BFH-Beschluss vom 10.11.2010 – XI R 11/09

Presseerklärung des Bundesfinanzhofs (BFH) Nr. 109:

“Der Bundesfinanzhof (BFH) hat durch Beschluss vom 10. November 2010 XI R 11/09 dem Gerichtshof der Europäischen Union (EuGH) u. a. die Fragen zur Vorabentscheidung vorgelegt, ob eine steuerfreie innergemeinschaftliche Lieferung nur dann anzunehmen ist, wenn der Steuerpflichtige die Umsatzsteuer-Identifikationsnummer des Erwerbers buchmäßig nachweist und ob es eine Rolle spielt, dass es sich bei dem Erwerber um einen in einem Drittland ansässigen Unternehmer handelt, der in keinem Mitgliedstaat umsatzsteuerrechtlich registriert ist.

Wenn ein Gegenstand durch einen Unternehmer oder durch seinen Abnehmer in das Gebiet eines anderen Mitgliedstaats der Europäischen Union (sog.
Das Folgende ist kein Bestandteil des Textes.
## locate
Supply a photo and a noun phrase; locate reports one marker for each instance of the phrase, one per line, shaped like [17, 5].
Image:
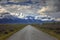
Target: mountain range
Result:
[7, 18]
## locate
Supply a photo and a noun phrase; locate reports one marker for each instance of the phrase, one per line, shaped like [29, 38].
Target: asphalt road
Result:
[30, 33]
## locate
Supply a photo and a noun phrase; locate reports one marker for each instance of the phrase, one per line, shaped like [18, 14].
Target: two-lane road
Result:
[31, 33]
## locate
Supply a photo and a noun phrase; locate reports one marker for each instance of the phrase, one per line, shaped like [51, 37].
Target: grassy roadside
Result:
[9, 29]
[52, 30]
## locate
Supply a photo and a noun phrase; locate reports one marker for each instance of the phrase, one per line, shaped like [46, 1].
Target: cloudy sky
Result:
[51, 7]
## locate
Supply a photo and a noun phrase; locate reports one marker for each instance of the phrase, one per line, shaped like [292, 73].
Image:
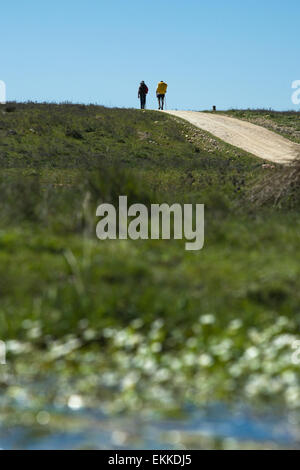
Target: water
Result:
[214, 427]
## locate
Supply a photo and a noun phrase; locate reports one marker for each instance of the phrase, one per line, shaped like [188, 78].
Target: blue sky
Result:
[228, 53]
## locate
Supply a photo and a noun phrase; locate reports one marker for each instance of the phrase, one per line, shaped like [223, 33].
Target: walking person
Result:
[143, 90]
[160, 93]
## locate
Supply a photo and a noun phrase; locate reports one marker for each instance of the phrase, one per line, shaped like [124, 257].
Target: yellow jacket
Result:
[161, 88]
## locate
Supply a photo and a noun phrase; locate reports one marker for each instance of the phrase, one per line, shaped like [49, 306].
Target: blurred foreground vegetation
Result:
[139, 325]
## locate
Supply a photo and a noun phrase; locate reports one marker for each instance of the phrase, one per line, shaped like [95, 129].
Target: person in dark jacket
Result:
[143, 90]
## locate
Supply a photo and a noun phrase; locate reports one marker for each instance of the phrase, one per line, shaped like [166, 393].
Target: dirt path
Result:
[245, 135]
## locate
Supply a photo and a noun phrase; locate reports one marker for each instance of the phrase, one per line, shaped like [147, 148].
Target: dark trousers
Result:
[143, 100]
[161, 101]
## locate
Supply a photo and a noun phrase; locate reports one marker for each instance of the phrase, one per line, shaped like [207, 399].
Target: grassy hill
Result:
[121, 323]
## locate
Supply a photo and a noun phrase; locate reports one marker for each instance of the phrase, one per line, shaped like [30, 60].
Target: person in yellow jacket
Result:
[160, 93]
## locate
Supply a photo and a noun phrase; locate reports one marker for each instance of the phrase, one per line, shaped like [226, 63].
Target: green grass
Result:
[123, 322]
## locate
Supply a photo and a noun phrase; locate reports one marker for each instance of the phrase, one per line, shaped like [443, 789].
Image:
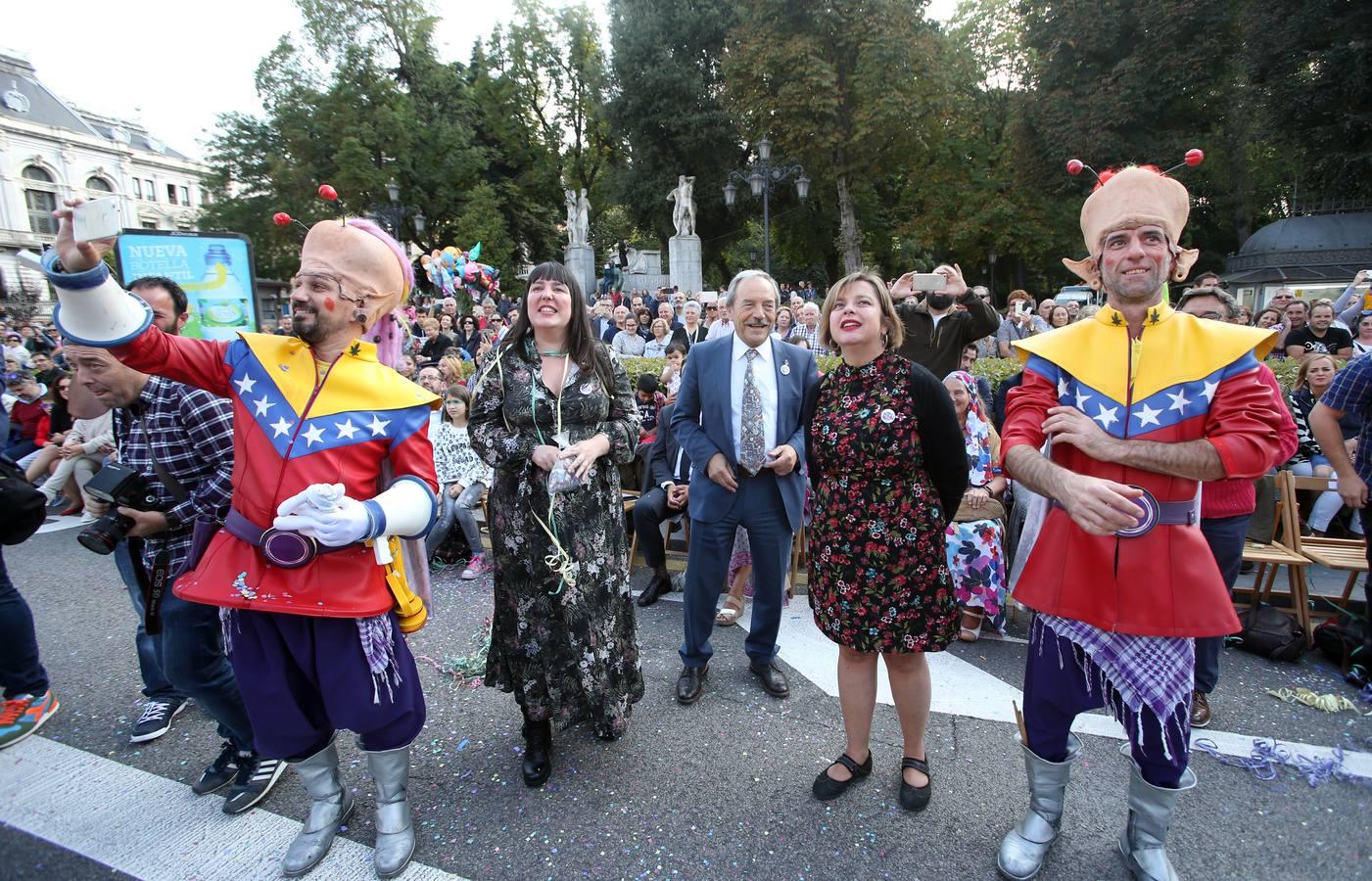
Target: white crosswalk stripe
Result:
[157, 829]
[962, 689]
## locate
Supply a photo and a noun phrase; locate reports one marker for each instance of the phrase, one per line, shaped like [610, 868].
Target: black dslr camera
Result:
[119, 486]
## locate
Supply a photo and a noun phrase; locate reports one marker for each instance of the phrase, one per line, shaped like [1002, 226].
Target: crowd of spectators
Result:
[945, 331]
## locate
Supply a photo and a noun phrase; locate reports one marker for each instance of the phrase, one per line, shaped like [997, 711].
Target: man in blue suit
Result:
[738, 417]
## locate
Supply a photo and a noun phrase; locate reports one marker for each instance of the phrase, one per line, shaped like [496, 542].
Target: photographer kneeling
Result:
[176, 460]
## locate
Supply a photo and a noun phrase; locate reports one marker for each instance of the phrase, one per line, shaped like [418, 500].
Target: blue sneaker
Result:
[24, 716]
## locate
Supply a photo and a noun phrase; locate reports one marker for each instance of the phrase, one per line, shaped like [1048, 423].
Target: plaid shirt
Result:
[1351, 393]
[191, 434]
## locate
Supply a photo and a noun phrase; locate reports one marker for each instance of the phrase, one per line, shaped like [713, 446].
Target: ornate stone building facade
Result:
[52, 151]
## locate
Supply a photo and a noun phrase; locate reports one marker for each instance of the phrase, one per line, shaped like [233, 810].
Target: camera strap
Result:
[160, 576]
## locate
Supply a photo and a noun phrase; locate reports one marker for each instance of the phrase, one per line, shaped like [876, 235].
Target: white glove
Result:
[346, 523]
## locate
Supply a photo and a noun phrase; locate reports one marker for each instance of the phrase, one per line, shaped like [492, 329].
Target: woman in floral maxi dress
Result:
[885, 467]
[563, 631]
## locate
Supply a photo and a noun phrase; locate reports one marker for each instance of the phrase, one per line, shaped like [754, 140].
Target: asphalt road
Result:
[719, 789]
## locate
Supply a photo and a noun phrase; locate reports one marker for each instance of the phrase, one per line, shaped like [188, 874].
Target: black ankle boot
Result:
[538, 745]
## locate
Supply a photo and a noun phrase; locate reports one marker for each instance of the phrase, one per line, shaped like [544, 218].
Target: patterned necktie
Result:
[752, 446]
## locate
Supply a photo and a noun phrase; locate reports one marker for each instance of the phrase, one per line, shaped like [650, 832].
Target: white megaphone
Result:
[92, 309]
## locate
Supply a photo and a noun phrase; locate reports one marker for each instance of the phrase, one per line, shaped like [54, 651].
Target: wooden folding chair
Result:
[1341, 555]
[1283, 550]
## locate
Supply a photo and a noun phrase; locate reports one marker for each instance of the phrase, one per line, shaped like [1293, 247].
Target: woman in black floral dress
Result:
[888, 468]
[553, 415]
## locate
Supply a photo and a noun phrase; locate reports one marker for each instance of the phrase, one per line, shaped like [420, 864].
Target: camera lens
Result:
[105, 534]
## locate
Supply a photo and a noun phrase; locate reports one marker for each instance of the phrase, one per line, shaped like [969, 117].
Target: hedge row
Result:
[994, 369]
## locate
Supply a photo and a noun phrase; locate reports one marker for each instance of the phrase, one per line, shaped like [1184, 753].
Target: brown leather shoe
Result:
[1200, 710]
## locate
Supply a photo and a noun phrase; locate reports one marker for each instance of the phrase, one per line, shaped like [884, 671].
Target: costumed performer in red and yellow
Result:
[1138, 406]
[334, 467]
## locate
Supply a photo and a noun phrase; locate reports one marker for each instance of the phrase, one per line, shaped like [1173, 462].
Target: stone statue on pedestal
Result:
[578, 218]
[684, 210]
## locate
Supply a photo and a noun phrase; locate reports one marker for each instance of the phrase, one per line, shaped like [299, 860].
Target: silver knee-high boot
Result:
[1025, 847]
[394, 833]
[329, 809]
[1145, 839]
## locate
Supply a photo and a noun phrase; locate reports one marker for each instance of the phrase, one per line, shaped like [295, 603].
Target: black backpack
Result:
[24, 508]
[1344, 641]
[1271, 632]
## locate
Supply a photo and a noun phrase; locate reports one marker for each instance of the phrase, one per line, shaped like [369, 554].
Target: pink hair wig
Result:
[389, 330]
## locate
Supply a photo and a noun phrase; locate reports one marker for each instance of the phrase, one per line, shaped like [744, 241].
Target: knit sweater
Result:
[29, 416]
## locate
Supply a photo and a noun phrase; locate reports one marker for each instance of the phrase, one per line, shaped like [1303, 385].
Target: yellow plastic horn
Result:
[409, 608]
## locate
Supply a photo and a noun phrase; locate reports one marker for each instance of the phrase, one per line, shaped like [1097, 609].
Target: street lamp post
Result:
[760, 177]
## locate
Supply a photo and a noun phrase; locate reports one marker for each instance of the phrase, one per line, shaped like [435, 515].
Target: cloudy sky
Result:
[174, 65]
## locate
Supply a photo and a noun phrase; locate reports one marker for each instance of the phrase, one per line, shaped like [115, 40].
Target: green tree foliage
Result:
[1314, 75]
[667, 108]
[854, 89]
[372, 103]
[557, 65]
[1119, 82]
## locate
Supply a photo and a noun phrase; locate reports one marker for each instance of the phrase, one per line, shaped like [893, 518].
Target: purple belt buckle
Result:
[288, 550]
[1149, 516]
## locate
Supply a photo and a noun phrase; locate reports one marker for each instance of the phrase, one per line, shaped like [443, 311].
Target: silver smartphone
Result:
[927, 282]
[98, 218]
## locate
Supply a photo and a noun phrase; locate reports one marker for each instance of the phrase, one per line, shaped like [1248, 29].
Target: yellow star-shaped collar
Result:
[355, 382]
[1157, 314]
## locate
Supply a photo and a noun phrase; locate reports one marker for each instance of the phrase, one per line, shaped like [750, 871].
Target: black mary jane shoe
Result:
[916, 798]
[538, 744]
[690, 685]
[656, 589]
[828, 788]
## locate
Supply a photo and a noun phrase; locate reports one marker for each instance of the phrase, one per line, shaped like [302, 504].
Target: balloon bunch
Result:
[451, 269]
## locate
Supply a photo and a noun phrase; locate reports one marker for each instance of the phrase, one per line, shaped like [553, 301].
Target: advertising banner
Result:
[214, 268]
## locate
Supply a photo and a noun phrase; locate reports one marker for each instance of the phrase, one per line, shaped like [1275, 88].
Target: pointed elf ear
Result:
[1085, 269]
[1186, 256]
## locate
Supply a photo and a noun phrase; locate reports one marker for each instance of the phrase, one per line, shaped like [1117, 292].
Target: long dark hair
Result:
[582, 346]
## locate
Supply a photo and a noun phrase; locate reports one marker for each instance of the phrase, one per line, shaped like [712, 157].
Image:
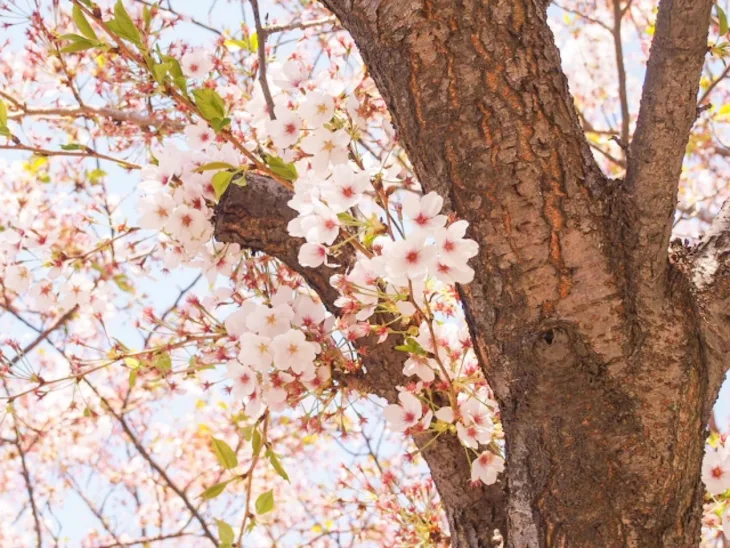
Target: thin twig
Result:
[85, 153]
[91, 112]
[29, 488]
[622, 93]
[301, 25]
[181, 16]
[146, 456]
[43, 335]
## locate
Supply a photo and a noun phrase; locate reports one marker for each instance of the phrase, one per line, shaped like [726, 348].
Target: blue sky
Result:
[164, 291]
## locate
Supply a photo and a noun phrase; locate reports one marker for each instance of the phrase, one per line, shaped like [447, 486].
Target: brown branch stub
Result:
[256, 216]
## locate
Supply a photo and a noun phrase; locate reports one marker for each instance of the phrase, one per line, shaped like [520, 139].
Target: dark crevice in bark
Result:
[604, 352]
[256, 217]
[603, 423]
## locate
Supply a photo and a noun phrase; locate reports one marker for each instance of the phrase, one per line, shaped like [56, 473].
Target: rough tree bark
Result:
[605, 347]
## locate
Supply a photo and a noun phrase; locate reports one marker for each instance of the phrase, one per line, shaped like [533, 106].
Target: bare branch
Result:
[85, 153]
[300, 25]
[618, 14]
[29, 488]
[262, 59]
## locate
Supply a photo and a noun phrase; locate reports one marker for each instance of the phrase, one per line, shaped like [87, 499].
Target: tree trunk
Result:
[605, 351]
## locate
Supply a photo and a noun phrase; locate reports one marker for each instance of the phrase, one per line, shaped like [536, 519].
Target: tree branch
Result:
[668, 111]
[618, 14]
[256, 217]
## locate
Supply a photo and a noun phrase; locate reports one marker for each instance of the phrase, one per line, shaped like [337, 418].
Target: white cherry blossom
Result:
[255, 351]
[405, 415]
[293, 352]
[326, 147]
[716, 470]
[487, 467]
[423, 211]
[317, 108]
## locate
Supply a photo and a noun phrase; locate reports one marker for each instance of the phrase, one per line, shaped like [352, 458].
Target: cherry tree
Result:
[492, 283]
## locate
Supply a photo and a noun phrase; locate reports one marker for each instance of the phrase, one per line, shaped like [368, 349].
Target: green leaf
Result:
[96, 175]
[247, 432]
[132, 378]
[412, 347]
[225, 532]
[281, 168]
[160, 70]
[256, 443]
[722, 17]
[221, 180]
[176, 72]
[209, 103]
[122, 281]
[214, 490]
[73, 146]
[214, 165]
[253, 42]
[276, 463]
[225, 455]
[147, 16]
[123, 25]
[163, 362]
[250, 43]
[3, 114]
[79, 44]
[265, 502]
[82, 24]
[219, 123]
[238, 44]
Bestimmungsland) befördert oder versendet wird, ist diese innergemeinschaftliche Lieferung nach § 4 Nr. 1 Buchst. b i.V.m. § 6a Abs. 1 Satz 1 Nr. 3 des Umsatzsteuergesetzes (UStG) nur dann steuerfrei, wenn der Erwerb des Gegenstandes der Lieferung beim Abnehmer in dem anderen Mitgliedstaat “den Vorschriften der Umsatzbesteuerung” unterliegt. Durch diese Regelung wird bezweckt, dass im innergemeinschaftlichen Handel zwischen Unternehmern die Mehrwertsteuereinnahmen dem Mitgliedstaat zustehen, in dem der Endverbrauch erfolgt (Bestimmungsland) ...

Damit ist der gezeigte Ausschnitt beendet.